Algeria fans were fearing the worst last week when news came through that Mourad Meghni had been ruled out of South Africa 2010 due to a knee injury. Deprived of the Lazio man’s playmaking skills, the Desert Foxes’ campaign seemed to be in jeopardy before it had even begun.
Fortunately for the north Africans, they have a ready-made replacement in the form of young Ryad Boudebouz. Currently with the rest of the Algeria squad at their training camp in Crans-Montana, Switzerland, Boudebouz is anxiously waiting to see whether coach Rabah Saadane will give him the job of setting Algeria’s tempo in the world finals.
Whatever happens I’m still going to be the baby of the family though. I’m not a star.

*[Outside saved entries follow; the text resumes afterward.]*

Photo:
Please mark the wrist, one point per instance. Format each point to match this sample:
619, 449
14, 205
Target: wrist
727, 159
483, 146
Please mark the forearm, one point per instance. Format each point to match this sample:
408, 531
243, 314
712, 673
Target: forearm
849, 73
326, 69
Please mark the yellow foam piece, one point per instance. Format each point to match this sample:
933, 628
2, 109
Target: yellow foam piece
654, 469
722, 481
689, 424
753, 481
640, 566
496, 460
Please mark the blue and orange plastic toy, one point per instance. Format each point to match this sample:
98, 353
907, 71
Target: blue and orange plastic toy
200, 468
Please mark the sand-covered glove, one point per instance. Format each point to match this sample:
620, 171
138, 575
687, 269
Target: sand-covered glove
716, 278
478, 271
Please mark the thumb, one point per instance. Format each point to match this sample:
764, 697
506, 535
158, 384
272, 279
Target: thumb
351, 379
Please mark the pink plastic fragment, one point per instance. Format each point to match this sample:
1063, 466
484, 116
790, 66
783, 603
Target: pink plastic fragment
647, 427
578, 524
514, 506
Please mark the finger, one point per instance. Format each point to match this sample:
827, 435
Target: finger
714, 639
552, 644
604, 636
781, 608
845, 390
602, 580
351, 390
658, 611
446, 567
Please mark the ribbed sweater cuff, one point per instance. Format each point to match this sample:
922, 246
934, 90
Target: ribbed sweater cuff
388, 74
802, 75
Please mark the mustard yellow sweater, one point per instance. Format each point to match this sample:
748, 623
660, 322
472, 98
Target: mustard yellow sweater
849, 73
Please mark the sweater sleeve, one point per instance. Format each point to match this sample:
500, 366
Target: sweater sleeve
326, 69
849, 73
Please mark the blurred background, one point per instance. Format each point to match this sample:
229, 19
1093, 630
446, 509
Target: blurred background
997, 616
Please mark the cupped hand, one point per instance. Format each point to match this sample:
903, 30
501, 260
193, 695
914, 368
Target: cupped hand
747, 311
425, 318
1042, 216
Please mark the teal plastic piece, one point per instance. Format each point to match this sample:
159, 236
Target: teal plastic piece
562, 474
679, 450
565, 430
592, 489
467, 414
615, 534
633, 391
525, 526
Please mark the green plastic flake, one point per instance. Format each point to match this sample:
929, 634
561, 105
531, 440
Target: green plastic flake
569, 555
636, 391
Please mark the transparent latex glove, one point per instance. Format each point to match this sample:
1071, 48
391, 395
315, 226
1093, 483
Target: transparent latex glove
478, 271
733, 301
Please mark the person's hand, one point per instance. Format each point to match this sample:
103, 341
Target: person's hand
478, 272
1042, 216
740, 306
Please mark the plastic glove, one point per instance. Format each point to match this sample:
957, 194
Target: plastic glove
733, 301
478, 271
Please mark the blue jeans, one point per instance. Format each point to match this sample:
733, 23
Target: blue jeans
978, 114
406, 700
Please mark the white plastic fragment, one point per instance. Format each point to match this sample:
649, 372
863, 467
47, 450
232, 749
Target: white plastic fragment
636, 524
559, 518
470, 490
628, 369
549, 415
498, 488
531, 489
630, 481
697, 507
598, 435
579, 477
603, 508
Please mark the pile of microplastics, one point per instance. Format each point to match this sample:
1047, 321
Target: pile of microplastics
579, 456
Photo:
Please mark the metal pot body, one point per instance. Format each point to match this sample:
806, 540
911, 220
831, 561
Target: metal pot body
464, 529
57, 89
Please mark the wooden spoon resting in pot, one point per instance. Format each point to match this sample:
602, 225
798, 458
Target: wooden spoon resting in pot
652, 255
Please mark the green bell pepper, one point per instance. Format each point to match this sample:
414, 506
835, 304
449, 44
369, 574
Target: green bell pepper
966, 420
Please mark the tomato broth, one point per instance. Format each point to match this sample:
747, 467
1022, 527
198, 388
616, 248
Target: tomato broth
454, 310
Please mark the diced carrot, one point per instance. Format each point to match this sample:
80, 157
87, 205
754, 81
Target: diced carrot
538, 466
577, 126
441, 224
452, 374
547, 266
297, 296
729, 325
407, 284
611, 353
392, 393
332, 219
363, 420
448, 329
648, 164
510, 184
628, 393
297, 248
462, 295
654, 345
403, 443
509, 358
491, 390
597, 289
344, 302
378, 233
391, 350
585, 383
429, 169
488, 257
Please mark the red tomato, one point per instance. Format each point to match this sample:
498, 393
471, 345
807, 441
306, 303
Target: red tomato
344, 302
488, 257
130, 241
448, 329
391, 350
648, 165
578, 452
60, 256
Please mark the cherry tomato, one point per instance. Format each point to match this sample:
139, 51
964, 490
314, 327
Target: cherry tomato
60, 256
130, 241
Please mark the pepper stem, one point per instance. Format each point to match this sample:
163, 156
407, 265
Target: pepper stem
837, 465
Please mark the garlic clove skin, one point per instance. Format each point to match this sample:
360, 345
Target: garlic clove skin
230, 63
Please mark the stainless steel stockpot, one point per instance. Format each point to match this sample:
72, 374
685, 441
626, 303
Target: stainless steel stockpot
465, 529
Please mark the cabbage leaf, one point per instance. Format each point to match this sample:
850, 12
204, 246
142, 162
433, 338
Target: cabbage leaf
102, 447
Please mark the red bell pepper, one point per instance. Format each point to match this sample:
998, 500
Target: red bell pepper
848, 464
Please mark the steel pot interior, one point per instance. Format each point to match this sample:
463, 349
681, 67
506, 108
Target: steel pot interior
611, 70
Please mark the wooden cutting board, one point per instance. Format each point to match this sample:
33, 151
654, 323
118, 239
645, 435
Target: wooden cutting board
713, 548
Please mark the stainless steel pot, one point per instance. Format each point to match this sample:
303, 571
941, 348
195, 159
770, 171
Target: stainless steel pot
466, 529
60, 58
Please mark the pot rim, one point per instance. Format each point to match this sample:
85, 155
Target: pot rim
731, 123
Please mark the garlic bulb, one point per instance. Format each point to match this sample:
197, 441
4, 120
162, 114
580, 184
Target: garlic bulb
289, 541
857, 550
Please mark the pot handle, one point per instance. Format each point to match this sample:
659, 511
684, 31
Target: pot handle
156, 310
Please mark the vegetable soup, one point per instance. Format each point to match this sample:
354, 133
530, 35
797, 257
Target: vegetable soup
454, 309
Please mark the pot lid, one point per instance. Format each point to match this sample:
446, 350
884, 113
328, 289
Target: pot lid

“I want to be more than just a member of the group,” the motivated midfield man tells FIFA.com. “I want to play and contribute. I know what I can do in the playmaker position just behind the strikers. The coach hasn’t exactly selected me for my defensive qualities. He knows I don't like defending [laughs].”
Under the microscope
Speaking with the confidence you would expect of a carefree 20-year-old, 'Debza', as he is known, is sure he will make the final 23-man squad, claiming he has already been told as much by Saadane.
“It’s hard to take all this in,” he adds, still trying to come to terms with the prospect of appearing at his maiden FIFA World Cup™ finals just a few weeks after his first international call-up. “When I saw the reaction of my family it really brought it home to me how big this all is. The phone hasn’t stopped ringing at my mum and dad’s house. Whatever happens I’m still going to be the baby of the family though. I’m not a star.”
Born in Colmar, western France, to Algerian parents, Boudebouz has progressed quickly since helping the Sochaux U-19 team win the Coupe Gambardella in May 2007. He made his professional debut for Les Lionceaux in October 2008, scoring his first Ligue 1 goal just a month later. Since then he has played nearly 60 matches in the French top flight, scoring ten goals in all. “I’ve been playing with the first team for less than two years now so I’m not getting ahead of myself,” he continues. “All I know is that I'm heading in the right direction.”
I’ve been playing with the first team for less than two years now so I’m not getting ahead of myself. All I know is that I'm heading in the right direction.
Proof of that came last Friday when, just four months after deciding he wanted to play for Algeria, the former French U-17 and U-19 international started on the bench in their opening South Africa 2010 warm-up match against Republic of Ireland. Coming on for his international debut after 67 minutes with his side already trailing by two goals, Boudebouz could do nothing to stop the Irish running out comfortable 3-0 winners, though he did have the satisfaction of being his side’s most impressive performer on the night.
A goal to remember
As well as an accomplished No10, the young Algerian can also play on either flank and in a slightly deeper role, where he can bring his distribution skills and vision to bear, not to mention his set-piece abilities.
Boudebouz showed just how well he can strike a ball in a French League Cup tie against Monaco last season. Seizing on a loose clearance by the Monaco keeper, Boudebouz coolly powered the ball back towards goal from fully 50 yards out, his first-time shot sailing into the top corner.
That kind of impishness could certainly prove useful for Algeria when they take on England, USA and Slovenia in Group C. And though the north Africans are not expected to take one of the top two places in the section, Boudebouz is more than ready to defy expectations and fulfil both his dreams and those of a nation.
“Although I was only eight at the time, I can remember the France 98 Final between Les Bleus and Brazil very clearly,” he recalls with a glint in his eye. “I remember swearing to myself that one day I would be out there on the pitch.” Such has been Boudebouz' determination that his childhood ambition may soon become a reality.